Wagner IV’s lawyers, John Parker and Richard Nash, requested that he receive a sentence with a “realistic parole board date at which time the board can properly determine whether he should be released from prison based on his conduct and contemporary standards.”

“Human dignity demands as much,” they wrote.

They also noted he didn’t actually kill anyone.

“Jake, the actual killer of at least five of the eight victims, receive life without parole; George was convicted under a complicity theory and did not kill anybody. Angela, the mother of both Jake and George and perhaps the mastermind, received a penalty of only 30 years and will be released (from prison) in about 26 years. She was not held largely accountable for any of the homicides.”

Wagner IV’s attorneys also allege he was denied a fair trial and due process on the following grounds, according to a copy of the motion filed this week:

  • He “was forced to have a jury that was conviction prone” because the death penalty as a possible sentence upon conviction was only dismissed the moments before closing arguments and after jury instructions “had been haggled over for days by the parties.”
  • The court quashed his defense’s subpoena for his brother’s attorney’s notes/documentation of his brother’s private communications with his attorney about the facts of the case. When his brother, Jake Wagner, testified about those conversations, he waived attorney-client privilege, George Wagner’s attorneys argue. They maintain they were unable to cross-examine his brother, Jake Wagner, on the story he told to his attorneys. “Inconsistencies are often the key for a jury to determine one’s credibility. Jake admitted he lied to his attorneys but George has been denied the opportunity to determine the exact lies and what his counsel’s notes can prove about his lies.”

FOX19 NOW Legal Analyst Mike Allen, Hamilton County’s former prosecutor, is doubtful George Wagner will get a new trial: “There doesn’t appear to be any significant errors that Judge Deering made so he will deny the motion for a new trial.”

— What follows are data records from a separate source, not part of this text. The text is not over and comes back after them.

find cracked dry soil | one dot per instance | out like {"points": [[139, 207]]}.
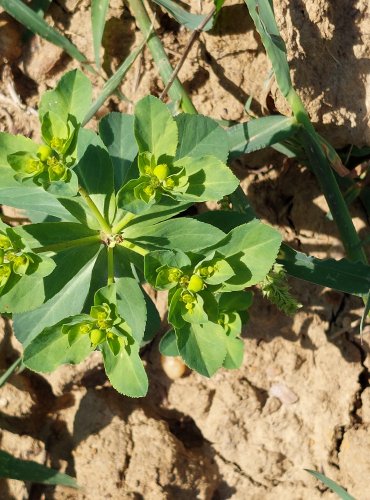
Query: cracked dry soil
{"points": [[302, 397]]}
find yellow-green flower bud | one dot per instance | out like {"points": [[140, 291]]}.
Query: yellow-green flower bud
{"points": [[195, 284], [174, 275], [97, 336], [169, 183], [44, 152], [5, 272], [161, 171], [5, 242], [57, 144]]}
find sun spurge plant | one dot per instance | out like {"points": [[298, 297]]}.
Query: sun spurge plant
{"points": [[108, 214]]}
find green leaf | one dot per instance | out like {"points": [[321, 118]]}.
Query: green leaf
{"points": [[341, 492], [66, 291], [29, 198], [259, 133], [95, 171], [126, 371], [71, 97], [235, 301], [131, 306], [153, 322], [184, 234], [52, 233], [155, 129], [51, 348], [168, 344], [234, 353], [209, 179], [203, 347], [117, 132], [262, 14], [253, 248], [182, 16], [99, 9], [201, 136], [113, 82], [26, 16], [27, 470]]}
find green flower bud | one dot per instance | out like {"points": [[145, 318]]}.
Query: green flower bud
{"points": [[5, 272], [161, 171], [20, 264], [57, 144], [5, 242], [174, 275], [97, 336], [44, 152], [57, 171], [195, 284]]}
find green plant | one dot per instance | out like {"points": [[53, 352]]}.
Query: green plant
{"points": [[27, 470], [103, 207]]}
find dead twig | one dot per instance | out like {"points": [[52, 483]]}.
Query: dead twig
{"points": [[194, 36]]}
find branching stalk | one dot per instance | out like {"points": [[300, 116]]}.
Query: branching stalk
{"points": [[95, 211], [110, 255], [176, 91], [117, 228]]}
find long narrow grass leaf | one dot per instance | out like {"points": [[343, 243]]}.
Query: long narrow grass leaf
{"points": [[259, 133], [262, 14], [342, 275], [27, 470], [341, 492], [113, 82], [31, 20], [99, 9], [187, 19]]}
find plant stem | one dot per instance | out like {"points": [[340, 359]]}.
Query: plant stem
{"points": [[110, 256], [165, 69], [135, 248], [123, 222], [95, 211], [64, 245]]}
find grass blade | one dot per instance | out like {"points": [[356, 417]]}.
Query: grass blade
{"points": [[31, 20], [113, 82], [27, 470], [259, 133], [341, 492], [182, 16], [342, 275], [99, 9]]}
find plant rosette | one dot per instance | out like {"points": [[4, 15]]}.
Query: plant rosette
{"points": [[72, 279]]}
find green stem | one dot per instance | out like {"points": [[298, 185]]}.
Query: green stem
{"points": [[135, 248], [95, 211], [110, 265], [79, 242], [117, 228], [176, 91]]}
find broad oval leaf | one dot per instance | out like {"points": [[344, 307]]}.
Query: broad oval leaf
{"points": [[155, 129], [126, 371], [202, 347], [201, 136]]}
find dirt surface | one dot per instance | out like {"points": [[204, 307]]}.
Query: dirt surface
{"points": [[302, 397]]}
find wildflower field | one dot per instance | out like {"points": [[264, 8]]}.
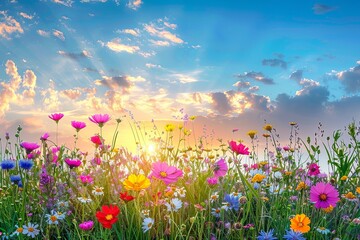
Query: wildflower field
{"points": [[180, 187]]}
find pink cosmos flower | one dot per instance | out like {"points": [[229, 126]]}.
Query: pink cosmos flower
{"points": [[72, 162], [324, 195], [166, 173], [100, 119], [29, 147], [87, 225], [220, 168], [313, 169], [239, 148], [56, 116], [78, 125]]}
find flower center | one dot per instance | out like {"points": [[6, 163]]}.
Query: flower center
{"points": [[53, 218], [323, 197]]}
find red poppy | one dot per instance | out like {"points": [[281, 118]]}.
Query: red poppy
{"points": [[107, 217], [125, 197]]}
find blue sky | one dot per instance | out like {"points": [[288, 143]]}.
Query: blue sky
{"points": [[230, 62]]}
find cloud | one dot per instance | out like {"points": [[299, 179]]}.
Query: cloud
{"points": [[258, 76], [274, 63], [8, 25], [350, 79], [25, 15], [75, 56], [43, 33], [134, 4], [322, 9], [116, 46], [66, 3], [59, 34]]}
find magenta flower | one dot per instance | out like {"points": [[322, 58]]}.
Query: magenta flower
{"points": [[324, 195], [29, 147], [314, 169], [78, 125], [72, 162], [220, 168], [239, 148], [56, 117], [100, 119], [166, 173], [86, 226]]}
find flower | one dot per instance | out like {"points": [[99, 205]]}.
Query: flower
{"points": [[166, 173], [291, 235], [100, 119], [29, 147], [220, 168], [107, 217], [7, 164], [78, 125], [26, 164], [147, 224], [125, 197], [72, 162], [239, 148], [300, 223], [136, 182], [266, 235], [313, 169], [31, 230], [86, 226], [56, 117], [324, 195]]}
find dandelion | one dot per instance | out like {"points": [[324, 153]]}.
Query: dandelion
{"points": [[324, 195], [300, 223], [266, 235], [147, 224], [7, 164], [166, 173], [108, 216], [136, 182], [31, 230], [86, 226]]}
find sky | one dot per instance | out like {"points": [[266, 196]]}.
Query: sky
{"points": [[234, 64]]}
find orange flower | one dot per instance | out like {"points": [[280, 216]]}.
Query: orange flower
{"points": [[300, 223]]}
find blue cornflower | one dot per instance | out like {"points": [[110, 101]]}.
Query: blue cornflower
{"points": [[231, 202], [26, 164], [291, 235], [266, 235], [15, 179], [7, 164]]}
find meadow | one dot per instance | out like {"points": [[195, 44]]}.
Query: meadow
{"points": [[177, 186]]}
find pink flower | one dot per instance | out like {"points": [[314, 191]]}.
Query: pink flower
{"points": [[29, 147], [220, 168], [324, 195], [87, 225], [100, 119], [166, 173], [313, 169], [72, 162], [78, 125], [239, 148], [56, 116]]}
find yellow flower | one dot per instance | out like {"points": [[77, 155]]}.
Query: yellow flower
{"points": [[169, 127], [258, 178], [268, 127], [300, 223], [252, 133], [136, 182]]}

Allen thinks the judge will follow the state’s sentencing request and impose maximum consecutive sentences.

“Obviously you don’t know for sure but if you look at the state’s sentencing memorandum they are pretty thorough in covering the things they need to cover with respect to it being the worst form of the offenses. They break down all the factors that the judge has to consider in imposing the sentence and one of them is that this defendant committed the worst form of the offense. It would be hard to argue that what happened out there in Pike County was not the worst form of the offense.”

“The sentencing will be emotional. There is no question about it. I know the judge did a pre-sentencing report which is not available to the public. In that presentencing report, the victims’ families can give input but I think they also will give the family members the chance to speak in court. I just don’t know how many and who. I don’t think it’s going to be a quick sentencing at all, like everything else in this case, which is appropriate.”

“You have to give the victims’ families a chance to address the court. It helps in closure for them. They can pretty much say what they want. If they want to turn their head and look at him while they talk I don’t think the judge would have any problem with it. That whole family was slaughtered. It will be interesting. I will be watching Monday.”